ROUNDUP: Industrie in Deutschland steckt in Krise fest
BERLIN (dpa-AFX) - Die deutsche Industrie steckt in der Krise fest. "Die Stimmung ist miserabel", sagte Industriepräsident Peter Leibinger in Berlin. Der Bundesverband der Deutschen Industrie (BDI) rechnet auch in diesem Jahr mit einer schrumpfenden Wirtschaftsleistung. Die Zukunft des Industriestandorts stehe auf dem Spiel. Der Vorsitzende der Gewerkschaft IGBCE, Michael Vassiliadis, sagte: "Die Krise der Industrie verfestigt sich."
Düstere Aussichten
Der BDI erwartet für das laufende Jahr einen Rückgang der Wirtschaftsleistung um 0,1 Prozent - während die Weltwirtschaft mit 3,2 Prozent wachsen werde. Deutschland bleibe damit konjunkturell eines der Schlusslichter. BDI-Hauptgeschäftsführerin Tanja Gönner sagte, für den Fall von US-Zöllen auf EU-Importe könnte die deutsche Wirtschaft sogar um fast 0,5 Prozent schrumpfen.

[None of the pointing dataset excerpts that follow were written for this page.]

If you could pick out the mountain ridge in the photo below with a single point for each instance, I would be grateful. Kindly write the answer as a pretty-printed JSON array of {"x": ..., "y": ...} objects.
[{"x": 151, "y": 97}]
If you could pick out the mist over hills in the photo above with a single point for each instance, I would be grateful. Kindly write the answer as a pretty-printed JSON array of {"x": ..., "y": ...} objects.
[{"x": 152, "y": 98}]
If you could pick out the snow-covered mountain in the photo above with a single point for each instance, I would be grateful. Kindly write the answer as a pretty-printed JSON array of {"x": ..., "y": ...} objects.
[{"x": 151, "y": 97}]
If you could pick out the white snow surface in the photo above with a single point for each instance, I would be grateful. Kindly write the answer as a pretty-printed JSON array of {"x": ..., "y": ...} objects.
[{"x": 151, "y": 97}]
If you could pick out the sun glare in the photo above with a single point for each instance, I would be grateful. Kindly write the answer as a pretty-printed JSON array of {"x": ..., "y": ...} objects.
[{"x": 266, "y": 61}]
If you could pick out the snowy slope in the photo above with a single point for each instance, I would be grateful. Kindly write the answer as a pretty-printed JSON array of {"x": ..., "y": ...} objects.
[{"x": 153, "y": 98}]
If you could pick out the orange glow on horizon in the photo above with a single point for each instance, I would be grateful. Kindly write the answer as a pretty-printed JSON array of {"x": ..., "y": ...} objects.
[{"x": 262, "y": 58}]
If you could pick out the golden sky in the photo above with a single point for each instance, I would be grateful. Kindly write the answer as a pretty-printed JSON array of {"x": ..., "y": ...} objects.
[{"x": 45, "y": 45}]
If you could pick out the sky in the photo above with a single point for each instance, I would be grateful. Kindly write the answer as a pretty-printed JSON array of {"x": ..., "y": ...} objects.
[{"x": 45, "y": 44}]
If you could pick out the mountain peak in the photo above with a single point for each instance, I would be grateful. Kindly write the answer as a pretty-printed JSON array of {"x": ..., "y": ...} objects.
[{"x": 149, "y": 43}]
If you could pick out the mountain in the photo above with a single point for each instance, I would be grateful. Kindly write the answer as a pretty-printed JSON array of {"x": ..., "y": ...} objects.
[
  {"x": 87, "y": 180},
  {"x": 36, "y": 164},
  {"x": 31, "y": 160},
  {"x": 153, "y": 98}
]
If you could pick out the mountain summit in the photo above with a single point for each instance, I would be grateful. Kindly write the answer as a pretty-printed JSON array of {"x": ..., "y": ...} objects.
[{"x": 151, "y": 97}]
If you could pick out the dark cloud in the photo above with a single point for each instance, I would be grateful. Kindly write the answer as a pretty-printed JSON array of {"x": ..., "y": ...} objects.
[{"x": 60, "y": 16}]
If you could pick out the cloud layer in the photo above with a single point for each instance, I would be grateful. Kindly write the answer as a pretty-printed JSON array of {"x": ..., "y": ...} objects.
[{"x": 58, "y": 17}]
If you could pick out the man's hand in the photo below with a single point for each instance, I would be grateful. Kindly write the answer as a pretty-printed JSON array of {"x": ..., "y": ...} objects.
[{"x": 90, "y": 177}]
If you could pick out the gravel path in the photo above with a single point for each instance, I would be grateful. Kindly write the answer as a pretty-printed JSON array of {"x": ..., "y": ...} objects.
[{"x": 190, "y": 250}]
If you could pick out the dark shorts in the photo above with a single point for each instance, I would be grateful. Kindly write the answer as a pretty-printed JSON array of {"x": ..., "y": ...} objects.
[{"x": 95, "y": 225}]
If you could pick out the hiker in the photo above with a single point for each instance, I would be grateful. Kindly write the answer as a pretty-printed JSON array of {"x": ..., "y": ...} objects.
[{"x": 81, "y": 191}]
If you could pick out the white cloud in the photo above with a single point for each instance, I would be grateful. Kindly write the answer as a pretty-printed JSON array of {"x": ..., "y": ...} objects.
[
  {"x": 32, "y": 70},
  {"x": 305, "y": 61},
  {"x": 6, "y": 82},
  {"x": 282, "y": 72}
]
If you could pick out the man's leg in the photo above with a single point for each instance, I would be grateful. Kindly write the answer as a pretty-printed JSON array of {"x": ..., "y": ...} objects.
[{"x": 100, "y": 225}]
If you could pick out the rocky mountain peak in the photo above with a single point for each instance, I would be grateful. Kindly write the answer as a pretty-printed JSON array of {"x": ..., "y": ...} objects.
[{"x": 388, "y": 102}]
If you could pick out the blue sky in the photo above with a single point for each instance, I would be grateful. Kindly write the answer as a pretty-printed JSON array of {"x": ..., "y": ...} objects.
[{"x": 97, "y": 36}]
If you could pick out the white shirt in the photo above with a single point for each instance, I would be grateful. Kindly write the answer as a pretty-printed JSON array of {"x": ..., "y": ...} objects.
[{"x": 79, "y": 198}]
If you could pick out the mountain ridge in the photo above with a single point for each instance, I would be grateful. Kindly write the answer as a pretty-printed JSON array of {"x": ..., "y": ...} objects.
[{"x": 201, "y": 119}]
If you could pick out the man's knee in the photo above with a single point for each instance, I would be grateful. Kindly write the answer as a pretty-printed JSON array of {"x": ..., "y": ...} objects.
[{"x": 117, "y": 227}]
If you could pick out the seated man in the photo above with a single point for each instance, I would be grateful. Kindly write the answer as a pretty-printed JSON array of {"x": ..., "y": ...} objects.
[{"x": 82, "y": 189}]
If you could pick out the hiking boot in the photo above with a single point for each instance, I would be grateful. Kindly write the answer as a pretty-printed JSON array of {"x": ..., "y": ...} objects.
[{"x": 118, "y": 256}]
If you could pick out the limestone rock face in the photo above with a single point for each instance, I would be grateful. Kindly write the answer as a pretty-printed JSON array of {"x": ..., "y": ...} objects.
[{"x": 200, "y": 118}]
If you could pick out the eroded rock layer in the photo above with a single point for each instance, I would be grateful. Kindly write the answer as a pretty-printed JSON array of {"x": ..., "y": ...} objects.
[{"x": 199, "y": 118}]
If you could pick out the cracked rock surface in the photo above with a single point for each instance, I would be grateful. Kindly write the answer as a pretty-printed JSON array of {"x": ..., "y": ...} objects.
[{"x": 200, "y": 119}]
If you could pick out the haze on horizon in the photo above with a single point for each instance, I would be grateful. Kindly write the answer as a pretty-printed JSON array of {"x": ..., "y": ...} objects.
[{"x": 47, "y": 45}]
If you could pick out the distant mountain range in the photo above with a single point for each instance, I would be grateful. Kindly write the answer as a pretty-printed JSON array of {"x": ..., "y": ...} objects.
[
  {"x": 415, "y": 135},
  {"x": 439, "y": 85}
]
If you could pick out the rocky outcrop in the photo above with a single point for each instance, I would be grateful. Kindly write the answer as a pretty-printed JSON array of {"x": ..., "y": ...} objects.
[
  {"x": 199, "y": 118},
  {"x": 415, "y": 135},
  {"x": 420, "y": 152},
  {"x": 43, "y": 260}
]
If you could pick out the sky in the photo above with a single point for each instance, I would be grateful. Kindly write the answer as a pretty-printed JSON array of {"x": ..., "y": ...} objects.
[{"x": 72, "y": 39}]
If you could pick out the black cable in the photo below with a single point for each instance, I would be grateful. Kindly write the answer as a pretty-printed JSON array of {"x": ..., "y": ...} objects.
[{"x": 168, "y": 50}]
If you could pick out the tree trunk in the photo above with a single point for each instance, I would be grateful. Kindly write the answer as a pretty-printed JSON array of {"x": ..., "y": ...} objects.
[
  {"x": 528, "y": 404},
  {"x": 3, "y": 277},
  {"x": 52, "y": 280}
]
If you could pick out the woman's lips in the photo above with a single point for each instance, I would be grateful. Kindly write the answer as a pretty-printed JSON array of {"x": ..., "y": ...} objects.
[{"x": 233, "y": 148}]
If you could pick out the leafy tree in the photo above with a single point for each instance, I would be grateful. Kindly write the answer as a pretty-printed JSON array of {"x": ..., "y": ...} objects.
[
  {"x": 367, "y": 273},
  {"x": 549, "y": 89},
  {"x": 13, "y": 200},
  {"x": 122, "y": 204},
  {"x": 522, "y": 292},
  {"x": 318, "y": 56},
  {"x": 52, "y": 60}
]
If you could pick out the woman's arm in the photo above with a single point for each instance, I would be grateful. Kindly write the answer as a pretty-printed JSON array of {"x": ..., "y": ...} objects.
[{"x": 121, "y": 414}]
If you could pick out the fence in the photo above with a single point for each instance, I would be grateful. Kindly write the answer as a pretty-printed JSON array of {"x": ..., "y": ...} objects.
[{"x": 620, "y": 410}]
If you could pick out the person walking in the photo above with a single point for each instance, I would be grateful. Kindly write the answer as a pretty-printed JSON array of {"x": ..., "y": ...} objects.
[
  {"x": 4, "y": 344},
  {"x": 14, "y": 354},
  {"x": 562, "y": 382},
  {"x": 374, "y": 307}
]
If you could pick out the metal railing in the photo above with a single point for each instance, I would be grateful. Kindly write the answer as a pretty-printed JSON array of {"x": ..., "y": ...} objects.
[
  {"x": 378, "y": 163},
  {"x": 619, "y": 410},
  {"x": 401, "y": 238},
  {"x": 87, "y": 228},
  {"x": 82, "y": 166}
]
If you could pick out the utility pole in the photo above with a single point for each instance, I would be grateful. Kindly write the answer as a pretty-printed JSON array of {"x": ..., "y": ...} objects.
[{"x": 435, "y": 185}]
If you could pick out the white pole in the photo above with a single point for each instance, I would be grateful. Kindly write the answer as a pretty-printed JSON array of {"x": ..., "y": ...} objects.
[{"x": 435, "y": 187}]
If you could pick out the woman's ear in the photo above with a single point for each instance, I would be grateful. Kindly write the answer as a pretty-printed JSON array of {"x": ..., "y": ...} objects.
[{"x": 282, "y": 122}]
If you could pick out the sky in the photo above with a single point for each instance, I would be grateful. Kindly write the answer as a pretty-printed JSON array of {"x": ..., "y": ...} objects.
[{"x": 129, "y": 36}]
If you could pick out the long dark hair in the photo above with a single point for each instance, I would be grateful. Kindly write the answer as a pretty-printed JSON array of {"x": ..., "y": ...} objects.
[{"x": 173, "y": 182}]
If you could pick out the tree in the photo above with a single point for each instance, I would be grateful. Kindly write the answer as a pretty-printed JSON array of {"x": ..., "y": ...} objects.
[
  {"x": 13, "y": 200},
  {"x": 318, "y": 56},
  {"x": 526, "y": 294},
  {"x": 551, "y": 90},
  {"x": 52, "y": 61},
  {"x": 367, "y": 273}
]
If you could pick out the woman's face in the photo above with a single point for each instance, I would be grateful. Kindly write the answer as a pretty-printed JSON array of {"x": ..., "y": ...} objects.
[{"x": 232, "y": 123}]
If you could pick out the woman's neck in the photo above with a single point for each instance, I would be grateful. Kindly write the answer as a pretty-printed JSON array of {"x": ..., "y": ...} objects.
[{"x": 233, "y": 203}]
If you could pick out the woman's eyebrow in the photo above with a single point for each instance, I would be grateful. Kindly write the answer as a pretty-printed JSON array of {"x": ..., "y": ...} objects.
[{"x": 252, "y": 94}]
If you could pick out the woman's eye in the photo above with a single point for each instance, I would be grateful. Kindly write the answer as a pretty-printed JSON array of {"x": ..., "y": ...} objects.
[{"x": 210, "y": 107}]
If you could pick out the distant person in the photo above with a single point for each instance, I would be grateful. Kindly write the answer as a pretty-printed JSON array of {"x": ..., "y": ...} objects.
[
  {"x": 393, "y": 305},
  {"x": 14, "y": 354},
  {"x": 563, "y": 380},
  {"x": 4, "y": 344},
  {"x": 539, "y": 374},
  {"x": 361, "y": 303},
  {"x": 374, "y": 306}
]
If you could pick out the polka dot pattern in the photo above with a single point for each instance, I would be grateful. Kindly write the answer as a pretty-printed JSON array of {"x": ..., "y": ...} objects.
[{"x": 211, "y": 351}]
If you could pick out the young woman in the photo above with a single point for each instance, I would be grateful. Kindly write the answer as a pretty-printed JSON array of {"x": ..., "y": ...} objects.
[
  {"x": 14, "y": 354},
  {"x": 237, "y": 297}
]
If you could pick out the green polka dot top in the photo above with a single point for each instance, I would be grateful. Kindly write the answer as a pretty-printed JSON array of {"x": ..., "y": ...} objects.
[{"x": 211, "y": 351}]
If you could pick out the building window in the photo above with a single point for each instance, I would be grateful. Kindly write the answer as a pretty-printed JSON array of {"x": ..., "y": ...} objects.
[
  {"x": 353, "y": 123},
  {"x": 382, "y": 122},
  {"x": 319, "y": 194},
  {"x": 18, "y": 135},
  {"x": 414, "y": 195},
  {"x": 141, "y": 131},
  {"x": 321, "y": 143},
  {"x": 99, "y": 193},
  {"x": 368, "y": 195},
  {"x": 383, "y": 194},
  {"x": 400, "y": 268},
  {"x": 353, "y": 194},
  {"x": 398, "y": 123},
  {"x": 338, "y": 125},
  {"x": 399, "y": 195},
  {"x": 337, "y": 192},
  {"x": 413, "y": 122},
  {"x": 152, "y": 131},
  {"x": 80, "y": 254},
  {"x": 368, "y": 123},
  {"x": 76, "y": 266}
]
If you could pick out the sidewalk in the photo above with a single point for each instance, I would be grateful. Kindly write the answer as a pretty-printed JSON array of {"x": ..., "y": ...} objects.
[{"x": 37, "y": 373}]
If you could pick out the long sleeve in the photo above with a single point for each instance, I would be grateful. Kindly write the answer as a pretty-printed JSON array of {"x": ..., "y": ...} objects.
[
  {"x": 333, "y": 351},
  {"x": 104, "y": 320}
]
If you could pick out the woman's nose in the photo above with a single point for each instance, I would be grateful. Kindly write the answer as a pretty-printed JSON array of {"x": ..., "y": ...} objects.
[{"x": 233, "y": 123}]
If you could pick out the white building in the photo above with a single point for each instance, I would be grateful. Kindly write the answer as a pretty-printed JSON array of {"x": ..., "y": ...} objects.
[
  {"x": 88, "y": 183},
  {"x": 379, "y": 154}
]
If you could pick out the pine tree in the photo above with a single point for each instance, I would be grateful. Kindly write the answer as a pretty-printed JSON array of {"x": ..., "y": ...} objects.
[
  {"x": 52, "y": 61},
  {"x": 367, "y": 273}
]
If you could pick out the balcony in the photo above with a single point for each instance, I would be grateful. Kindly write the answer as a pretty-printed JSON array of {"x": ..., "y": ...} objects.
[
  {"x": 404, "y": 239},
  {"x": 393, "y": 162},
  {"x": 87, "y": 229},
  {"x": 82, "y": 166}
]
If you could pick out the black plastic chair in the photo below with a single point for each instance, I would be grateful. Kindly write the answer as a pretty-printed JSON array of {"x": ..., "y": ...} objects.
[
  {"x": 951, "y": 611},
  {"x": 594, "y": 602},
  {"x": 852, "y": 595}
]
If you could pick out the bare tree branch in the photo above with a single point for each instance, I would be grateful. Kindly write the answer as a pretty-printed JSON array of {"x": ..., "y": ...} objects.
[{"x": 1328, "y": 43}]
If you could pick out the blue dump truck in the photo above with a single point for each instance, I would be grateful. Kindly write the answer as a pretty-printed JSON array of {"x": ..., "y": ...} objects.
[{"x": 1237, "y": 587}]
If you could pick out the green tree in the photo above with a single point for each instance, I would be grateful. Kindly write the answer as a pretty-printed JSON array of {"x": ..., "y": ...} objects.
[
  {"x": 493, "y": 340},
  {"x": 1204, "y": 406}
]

Im vergangenen Jahr ging die Wirtschaftsleistung von Europas größter Volkswirtschaft das zweite Jahr in Folge zurück. Erwartet wird, dass die Bundesregierung am Mittwoch ihre Konjunkturprognose deutlich nach unten korrigiert und für das laufende Jahr nur noch ein Plus des Bruttoinlandsprodukts von 0,3 Prozent erwartet. Im Herbst ging die Regierung noch von einem Wachstum von 1,1 Prozent aus. Wirtschaftsminister Robert Habeck (Grüne) legt am Mittwoch den Jahreswirtschaftsbericht vor.
Strukturelle Krise
Leibinger nannte eine immer weiter wachsende Bürokratie, hohe Energiepreise und einen Fachkräftemangel als größte Probleme. Die Wettbewerbsfähigkeit deutscher Unternehmen sei bedroht. Dabei sei die wirtschaftliche Basis eigentlich gut. Die Probleme seien groß, aber nicht unlösbar. Der BDI-Präsident forderte die neue Regierung zu einem Kurswechsel auf, um Standortbedingungen zu verbessern. Die Unternehmen bräuchten zeitnah Entlastungssignale und eine "entschlossene Agenda" für mehr Wachstum.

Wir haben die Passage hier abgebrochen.